Your Home Electrical System: Electricity flows to your lights and appliances from the power company through your panel, its breakers, out on your circuits and back. Here is a schematic picture of all the major parts of your home electrical system.
Schematic diagram of home electrical
There are many connections along these paths that can be disrupted or fail, and there are many ways that electricity could go places you don't want it to. See my Is electricity mysterious? article and my Electrical as a second language article.

The Power Company: Your electrical utility company and its distribution system bring power over wires and through switches and transformers from the generating plant all the way to a point of connection at your home.
How 120/240 volts comes to your home
The utility's system itself can have trouble that can affect things in your home. Its built-in safety features can stop power in time, but other connections, broken lines, storms, imperfections, or mistakes can sometimes allow unusual voltages into your system, possibly damaging parts of it. The sensitivity of home electronic equipment to this has made us more aware of this possibility, so that our use of surge protectors has become common. But some surges are difficult to protect against and can be similar to lightning strikes in their effects.
Schematic of power company in relation to wiring of a residence
This diagram gives a closer look at the source of 120 and 240 volts in the company's transformer.

Your Main Panel: Your central breaker panel (or fusebox) directs electricity through your home as a number of separate circuits, each flowing "out" from its own circuit breaker (or fuse) on one wire and returning from whatever is using the electricity to another connection in the panel by means of another wire.
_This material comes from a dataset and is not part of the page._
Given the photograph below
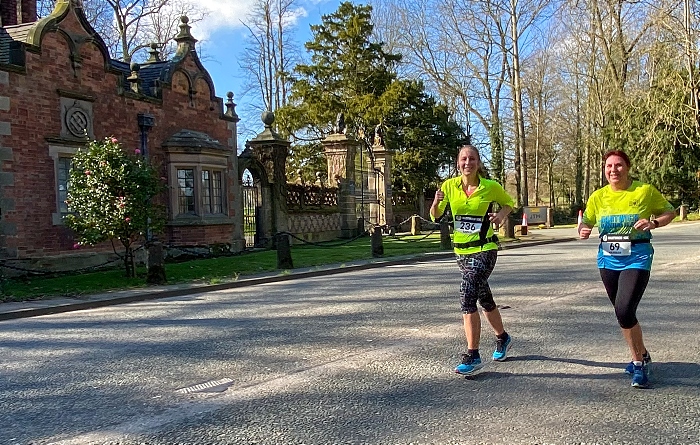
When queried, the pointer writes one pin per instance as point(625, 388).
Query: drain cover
point(210, 386)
The breaker or fuse will interrupt the current (the flow) if it ever starts to approach a dangerous level. This diagram compares a main panel as I have diagrammed it so far, with how a typical panel is arranged:
Diagram compares a home's electrical panel and cables with a more schematic representation
There may be in the panel a distinct "main" breaker that can shut off power to most or all the circuits. If not, there could be one near the power company's meter. These devices automatically turn power off, but connections at any one of these points -- at the meter, at the main breaker, inside the main breaker -- can fail or become unreliable, disrupting some or all the power in your home.

Circuits: A circuit is a path over which electric current can flow from and to an electric source. This concept could use some clarification. If it were always as simple as current from the source following only one possible path out to one light and back by one return path, then the operation or malfunction of a circuit would be easy to grasp. But it is not so simple. This diagram lets you trace the path of one circuit as it goes through your system:
Home wiring circuit schematic diagram
Code and convention define a circuit in a home as having its source at one of the home's circuit breakers or fuses. Taking this as the starting place of the electrical source, then, we will find that most circuits in a home are complex, involving sub-branches like those of a tree.

By Code, a dedicated circuit is used for each of most large appliances like the electric range, electric water heater, air conditioner, or electric dryer; these as well as electric heaters will have two (joined) breakers in order to use 240 volts rather than the 120 volts used by most other items. A dedicated circuit of 120 volts is usually provided for each dishwasher, disposal, gas or oil furnace, and clothes washer. Most other 120-volt circuits tend to serve a number (from 2 to 20) of lights and plug-in outlets. There are usually two circuits for the outlets in the kitchen/dining area, and these use a heavier wire capable of 20 amps of flow.

Circuits serving more than one outlet or light pass power on to successive locations by means of connections in the device itself or in the box the device is mounted in. So on any one circuit there are many places where electricity can fail to get through -- from the circuit breaker and its connections, through a number of connections at devices and boxes, through switches, and at the contacts of a receptacle where you plug something in. Troubleshooting electrical problems in your house will depend on a basic grasp of these matters. (Want help on How to label your panel's circuits?)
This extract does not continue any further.